Inconsistency in 'Average Handle Time' Aggregation for Blended Voice/Chat Queues in EU-West

Struggling to figure out why the Average Handle Time (AHT) metric in the Performance Dashboard diverges significantly from the raw conversation logs for our blended voice and chat queues. The environment is Genesys Cloud EU-West (Paris), operating on the latest standard release. We are managing a high-volume Architect flow that routes inbound requests based on customer tier, utilizing omnichannel routing to balance agent workloads across voice and digital channels.

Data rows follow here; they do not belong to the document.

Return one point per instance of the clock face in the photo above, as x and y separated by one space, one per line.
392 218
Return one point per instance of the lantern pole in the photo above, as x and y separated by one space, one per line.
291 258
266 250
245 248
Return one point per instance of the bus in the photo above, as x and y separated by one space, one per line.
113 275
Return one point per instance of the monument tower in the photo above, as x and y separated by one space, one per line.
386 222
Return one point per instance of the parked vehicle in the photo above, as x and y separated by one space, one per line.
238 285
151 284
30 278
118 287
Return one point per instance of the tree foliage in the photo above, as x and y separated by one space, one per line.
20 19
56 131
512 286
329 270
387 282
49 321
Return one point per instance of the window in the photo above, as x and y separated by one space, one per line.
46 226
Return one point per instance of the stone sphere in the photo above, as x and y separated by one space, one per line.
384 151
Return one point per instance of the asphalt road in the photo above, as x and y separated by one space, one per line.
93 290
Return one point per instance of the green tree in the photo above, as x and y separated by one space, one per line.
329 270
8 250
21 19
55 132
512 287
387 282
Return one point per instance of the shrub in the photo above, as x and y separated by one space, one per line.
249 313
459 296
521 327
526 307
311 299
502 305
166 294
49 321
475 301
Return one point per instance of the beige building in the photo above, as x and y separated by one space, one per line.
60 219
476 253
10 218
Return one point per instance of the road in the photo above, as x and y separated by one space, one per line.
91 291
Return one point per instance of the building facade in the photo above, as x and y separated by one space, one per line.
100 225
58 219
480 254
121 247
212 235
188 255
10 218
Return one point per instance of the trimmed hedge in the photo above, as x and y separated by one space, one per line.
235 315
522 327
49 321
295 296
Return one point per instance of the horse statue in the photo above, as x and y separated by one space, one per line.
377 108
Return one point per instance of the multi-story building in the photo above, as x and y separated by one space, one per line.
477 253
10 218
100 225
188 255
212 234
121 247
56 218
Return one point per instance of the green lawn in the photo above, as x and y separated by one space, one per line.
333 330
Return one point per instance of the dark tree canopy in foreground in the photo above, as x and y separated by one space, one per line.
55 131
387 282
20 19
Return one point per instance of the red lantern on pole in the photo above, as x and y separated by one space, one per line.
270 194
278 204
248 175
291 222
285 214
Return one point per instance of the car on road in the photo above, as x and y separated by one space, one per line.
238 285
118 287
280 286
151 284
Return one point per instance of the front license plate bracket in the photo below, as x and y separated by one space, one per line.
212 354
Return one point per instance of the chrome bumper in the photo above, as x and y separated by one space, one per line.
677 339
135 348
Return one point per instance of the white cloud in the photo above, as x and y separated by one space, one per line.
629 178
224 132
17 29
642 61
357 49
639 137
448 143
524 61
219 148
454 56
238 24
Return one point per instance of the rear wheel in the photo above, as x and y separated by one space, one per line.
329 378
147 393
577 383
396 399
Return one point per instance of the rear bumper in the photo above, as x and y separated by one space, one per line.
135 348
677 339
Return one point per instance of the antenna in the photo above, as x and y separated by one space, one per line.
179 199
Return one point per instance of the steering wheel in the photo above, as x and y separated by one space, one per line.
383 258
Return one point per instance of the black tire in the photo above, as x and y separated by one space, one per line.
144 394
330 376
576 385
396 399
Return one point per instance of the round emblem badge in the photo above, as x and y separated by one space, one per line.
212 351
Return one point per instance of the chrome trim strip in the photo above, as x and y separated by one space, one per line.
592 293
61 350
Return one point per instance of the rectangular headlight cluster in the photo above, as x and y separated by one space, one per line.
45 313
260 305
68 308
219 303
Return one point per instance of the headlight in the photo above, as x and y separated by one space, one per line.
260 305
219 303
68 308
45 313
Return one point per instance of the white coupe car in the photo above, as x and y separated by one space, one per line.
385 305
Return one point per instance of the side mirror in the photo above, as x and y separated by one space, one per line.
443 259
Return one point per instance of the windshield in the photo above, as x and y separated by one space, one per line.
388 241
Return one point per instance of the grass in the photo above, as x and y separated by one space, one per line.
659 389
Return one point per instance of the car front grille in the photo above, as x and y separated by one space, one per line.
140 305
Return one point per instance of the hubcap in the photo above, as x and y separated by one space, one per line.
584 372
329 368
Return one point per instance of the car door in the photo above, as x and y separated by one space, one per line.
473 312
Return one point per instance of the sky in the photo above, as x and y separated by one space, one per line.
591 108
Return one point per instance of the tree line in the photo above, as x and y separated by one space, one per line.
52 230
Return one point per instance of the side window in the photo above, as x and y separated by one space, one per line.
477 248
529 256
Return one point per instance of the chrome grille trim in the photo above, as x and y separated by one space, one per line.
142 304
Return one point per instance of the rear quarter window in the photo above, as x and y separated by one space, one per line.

The specific issue manifests in the Queue Performance view. For a particular queue handling approximately 2,000 daily interactions, the dashboard reports an AHT of 320 seconds. However, when extracting the conversation detail data via the reporting export tool and calculating the weighted average manually, the figure is closer to 295 seconds. This 8% variance is substantial for our service level agreement (SLA) reporting and impacts our workforce management forecasting accuracy. The discrepancy appears most pronounced during peak hours (09:00-11:00 CET), where the volume of concurrent chat sessions is highest.

We have verified that the Architect flow logic correctly tags the conversation type and that the wrap-up time configuration is consistent across all agent groups. The ‘Talk Time’ and ‘Wrap-up Time’ components seem to align, suggesting the error lies in how the system aggregates or weights the multi-channel interactions within the dashboard’s backend calculation engine. It is unclear if the dashboard is applying a different weighting formula for chat interactions compared to voice, or if there is a latency issue in updating the aggregated metrics for high-throughput digital channels.

Could someone clarify the exact calculation methodology for AHT in blended queues? Specifically, does the system apply a distinct penalty or weighting factor for chat interactions that are not documented in the standard Performance Dashboard help articles? We require a definitive explanation to reconcile our internal reports with the platform’s native metrics.